Что касается няни, то она была у каждого ребенка. Это определенная функция и определенное место в доме. Эту роль могла выполнять бабушка, если не было бабушки, какая-нибудь тетушка, если не было родных, приглашали чужую женщину. Няня была главным над ребенком и поэтому играла в семье важную роль. Ее содержали, платили немного денег, а могли и не платить (приживалка), зато она не была одинока, о ней заботились, ведь она старела, ее любили, она была членом семьи, ей было на чьих руках умереть. Дети вырастали, няни старились, но выросшие дети продолжали любить нянюшек иногда не меньше, чем родителей. До Революции в любой бедной семье многодетного чиновника, где дети досыта не ели, все-таки была какая-то прислуга, помощница по хозяйству. Такие няни часто встречаются в русской классической литературе, да и в английской. Это няня из «Трех сестер» Чехова, из пьесы Горького «Дети солнца», да, подумаете, вспомните десяток.

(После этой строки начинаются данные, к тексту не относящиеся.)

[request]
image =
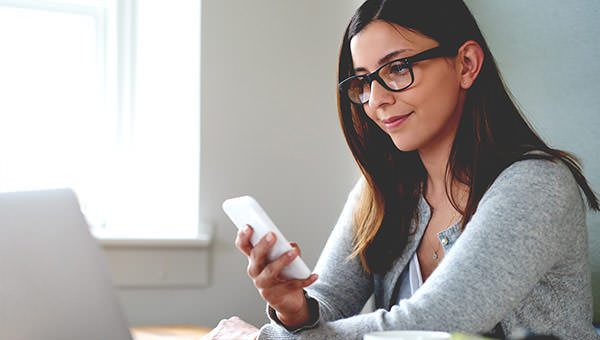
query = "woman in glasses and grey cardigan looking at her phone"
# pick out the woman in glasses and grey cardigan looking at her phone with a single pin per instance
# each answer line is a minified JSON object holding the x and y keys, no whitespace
{"x":465,"y":219}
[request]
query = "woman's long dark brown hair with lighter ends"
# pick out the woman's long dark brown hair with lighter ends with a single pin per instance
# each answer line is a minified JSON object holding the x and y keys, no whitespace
{"x":492,"y":134}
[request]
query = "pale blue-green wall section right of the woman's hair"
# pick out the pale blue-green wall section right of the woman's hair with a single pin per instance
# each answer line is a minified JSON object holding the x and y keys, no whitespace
{"x":548,"y":53}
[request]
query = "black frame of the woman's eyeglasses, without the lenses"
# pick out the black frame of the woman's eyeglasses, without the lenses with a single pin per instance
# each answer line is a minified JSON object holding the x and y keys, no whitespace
{"x":436,"y":52}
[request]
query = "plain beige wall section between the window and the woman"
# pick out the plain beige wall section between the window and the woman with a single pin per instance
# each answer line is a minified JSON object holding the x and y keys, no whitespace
{"x":268,"y":128}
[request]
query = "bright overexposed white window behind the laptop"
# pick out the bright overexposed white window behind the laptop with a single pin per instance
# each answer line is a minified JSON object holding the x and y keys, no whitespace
{"x":103,"y":96}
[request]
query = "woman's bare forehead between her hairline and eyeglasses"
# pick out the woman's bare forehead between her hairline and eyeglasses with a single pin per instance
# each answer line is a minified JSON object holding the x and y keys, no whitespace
{"x":379,"y":39}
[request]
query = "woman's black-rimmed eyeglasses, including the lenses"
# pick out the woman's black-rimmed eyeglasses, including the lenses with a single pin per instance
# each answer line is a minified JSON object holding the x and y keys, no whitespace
{"x":397,"y":75}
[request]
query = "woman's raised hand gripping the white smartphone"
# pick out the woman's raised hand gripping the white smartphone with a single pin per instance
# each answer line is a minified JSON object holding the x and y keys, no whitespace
{"x":286,"y":296}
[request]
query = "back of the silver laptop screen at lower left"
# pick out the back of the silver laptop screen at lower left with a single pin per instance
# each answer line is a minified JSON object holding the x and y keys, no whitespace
{"x":54,"y":282}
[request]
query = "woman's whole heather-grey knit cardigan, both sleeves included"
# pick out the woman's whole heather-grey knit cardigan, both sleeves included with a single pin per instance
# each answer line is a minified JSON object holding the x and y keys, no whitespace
{"x":522,"y":262}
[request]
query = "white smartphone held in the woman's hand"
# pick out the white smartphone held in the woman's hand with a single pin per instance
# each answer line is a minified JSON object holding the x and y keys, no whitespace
{"x":246,"y":210}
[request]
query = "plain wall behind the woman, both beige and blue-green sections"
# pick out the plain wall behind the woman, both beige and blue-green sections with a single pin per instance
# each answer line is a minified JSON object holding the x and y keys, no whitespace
{"x":269,"y":125}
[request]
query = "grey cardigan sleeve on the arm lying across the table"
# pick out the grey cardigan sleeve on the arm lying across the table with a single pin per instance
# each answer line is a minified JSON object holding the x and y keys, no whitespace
{"x":516,"y":235}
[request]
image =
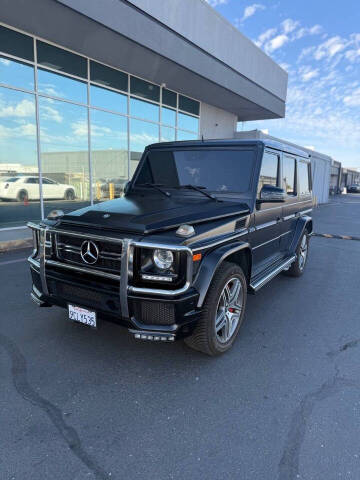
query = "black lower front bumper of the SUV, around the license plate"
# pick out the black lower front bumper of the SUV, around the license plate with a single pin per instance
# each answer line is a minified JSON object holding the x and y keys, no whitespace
{"x":148,"y":317}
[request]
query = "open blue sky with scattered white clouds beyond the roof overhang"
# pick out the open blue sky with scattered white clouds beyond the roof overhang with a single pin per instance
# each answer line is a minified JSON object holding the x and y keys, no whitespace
{"x":318,"y":43}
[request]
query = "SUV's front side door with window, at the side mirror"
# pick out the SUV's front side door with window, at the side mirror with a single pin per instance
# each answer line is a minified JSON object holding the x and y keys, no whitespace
{"x":265,"y":239}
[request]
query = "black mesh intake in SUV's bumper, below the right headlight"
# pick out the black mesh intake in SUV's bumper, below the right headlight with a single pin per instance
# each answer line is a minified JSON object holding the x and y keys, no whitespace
{"x":154,"y":313}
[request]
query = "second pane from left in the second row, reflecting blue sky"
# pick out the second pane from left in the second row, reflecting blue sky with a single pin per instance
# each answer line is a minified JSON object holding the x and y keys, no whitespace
{"x":60,"y":86}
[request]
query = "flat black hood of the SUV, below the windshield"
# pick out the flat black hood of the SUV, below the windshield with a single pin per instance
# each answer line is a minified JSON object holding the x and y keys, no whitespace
{"x":143,"y":215}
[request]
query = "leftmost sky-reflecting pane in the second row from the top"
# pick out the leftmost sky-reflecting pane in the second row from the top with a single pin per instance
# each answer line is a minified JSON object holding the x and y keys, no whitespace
{"x":16,"y":74}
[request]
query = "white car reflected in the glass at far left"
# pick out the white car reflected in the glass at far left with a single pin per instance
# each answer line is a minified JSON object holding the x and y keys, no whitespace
{"x":21,"y":188}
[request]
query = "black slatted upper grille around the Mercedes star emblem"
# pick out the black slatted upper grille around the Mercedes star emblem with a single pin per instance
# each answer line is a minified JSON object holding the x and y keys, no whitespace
{"x":68,"y":250}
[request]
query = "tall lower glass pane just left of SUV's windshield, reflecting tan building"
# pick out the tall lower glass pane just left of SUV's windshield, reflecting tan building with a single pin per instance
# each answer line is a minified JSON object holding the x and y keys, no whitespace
{"x":109,"y":154}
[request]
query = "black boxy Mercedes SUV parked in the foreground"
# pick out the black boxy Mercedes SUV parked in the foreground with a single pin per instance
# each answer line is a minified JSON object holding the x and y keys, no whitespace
{"x":201,"y":224}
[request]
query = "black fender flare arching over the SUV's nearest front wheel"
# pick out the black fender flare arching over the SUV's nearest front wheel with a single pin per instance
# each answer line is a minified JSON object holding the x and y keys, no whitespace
{"x":211,"y":263}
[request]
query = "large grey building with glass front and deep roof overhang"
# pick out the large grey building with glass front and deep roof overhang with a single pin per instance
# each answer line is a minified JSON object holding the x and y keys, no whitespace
{"x":86,"y":85}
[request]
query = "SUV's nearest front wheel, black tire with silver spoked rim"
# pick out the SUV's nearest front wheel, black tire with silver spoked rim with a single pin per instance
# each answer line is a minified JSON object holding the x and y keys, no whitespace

Сейчас все изменилось, при теперешней домашней технике хозяева сами могут управляться с хозяйством, к тому же не у многих есть лишняя комната для прислуги или хотя бы спальное место. Вот теперь действительно только очень богатые люди имеют домашнюю прислугу. Но отношения другие. Семейных отношений не возникает. Прислуга унижена. На нее можно визжать истерическим голосом, хамить, выгнать без причины (выходит, у них нет профсоюза?), словом, сплошной гламур. Ведь почти все наши олигархи - из грязи в князи.